あ、これは怒る前のお母さんの雰囲気に似てる。
絶対、怒られるヤツだ。
「そうだけど?」
ここは逆に強気にいく事で、さも当然のような雰囲気を出しておく。
「どんな事が起こるかわからない旅なのに、その命綱となるカバンの中をお菓子で埋めたということですね?」
たしかに言われればそうだけど、、なんか良い言葉ないか?
…そうだ!
「ほら、旅してるときに甘いものが欲しくなるかもしれないじゃん。そういう小さなストレスを発散することで体調が良くなるかもしれないだろ!」
「まあ、たしかにいいかもしれないですが…」
俺、天才か?
こんな完璧な言い訳言えるやつ俺以外に居ないだろ。
「それに、みんなで食べればみんなハッピーになるだろ!」
「…あのですね。その甘いものが欲しくなるストレスはみんな感じますし、みんなでお菓子を食べればたしかに幸せになります。」
うんうん。
「その考えは良いですけど、」
ん?
「みんなでお菓子を食べる前提として持ってきた人が、“隠し持ってた”なんて言わないですよね?」
………
ザキは苦笑し、ハイドは小馬鹿にするような笑いをしている。
「まさか、1人で食べようとしてたんですか?まあもう盗まれたのでそれも出来ませんけど。」
リーリンが嫌味も混ぜつつ俺を攻撃する。
………
「あぁというか、カバンの中はそれだけでしたか?」
「ア、
(“呪いの魔法体系を記録している本”だなんて言えない。事情を話せば分かってもらえるかもしれないが、どうだろうか。

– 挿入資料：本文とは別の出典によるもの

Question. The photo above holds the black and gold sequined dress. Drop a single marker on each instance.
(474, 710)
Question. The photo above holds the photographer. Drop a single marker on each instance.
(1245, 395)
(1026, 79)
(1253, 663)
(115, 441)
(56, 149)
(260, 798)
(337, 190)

そもそもみんなは、魔王を倒すために旅に出たのだ。俺の呪いを解くためじゃない。
事情を話したところで協力してくれるかは微妙だ。
それに、この呪いがバレたせいでこのパーティを抜けることになるのは嫌なのだ。
なんてったってハイドがいる。人間であんなに呪いが使える人はそうそういない。
せっかく出会えたのにサヨナラすることになるのは避けたい。)
オレノお絵描き帳デス。」
「そんなものも持って来てたんですか?………
その後もリーリンに怒られたのでした。
ー・ー・ー
エレードがリーリンに怒られている。
流石の僕でもお絵かき帳なんて持ってきていたら怒れる。
とまあ、それは今重要じゃない。
あのウサギの魔物の正体を知りたいんだ。
たぶんハイドは何かを知っている。
話を逸らされてはいるけど、聞いておきたい。
「ところでハイド?あの魔物はどんな魔物なんだ?」
「あ?わかんねぇよ?」
「いかにも知っているかのような感じを出して?」
「そうだぞ。俺は兎和団っていうことしか知らない。」
それもだいぶ無理があると思うけど。
「じゃあそのと、とわだん?ってやつを教えてほしい。」
「わかった。」
兎和団とは、宗教団体の一種だそうだ。
基本的な教えとして、人間と魔物が共存する世界を理想としている。
だから、ああいう魔物も教徒になれるらしい。
「それだけなのか?」
「流石の俺でもわからないことはある。何しろあの宗教は不思議だし、有名所の宗教といえば祈真教があるだろ?それ以外の宗教はあまり知られてないのが現状だからな。」
「たしかに私も兎和団なんて宗教は知らなかったです。」
僧侶のリーリンですら知らないとなると相当マイナーな宗教なのだろう。
だけどまだ気になることがある。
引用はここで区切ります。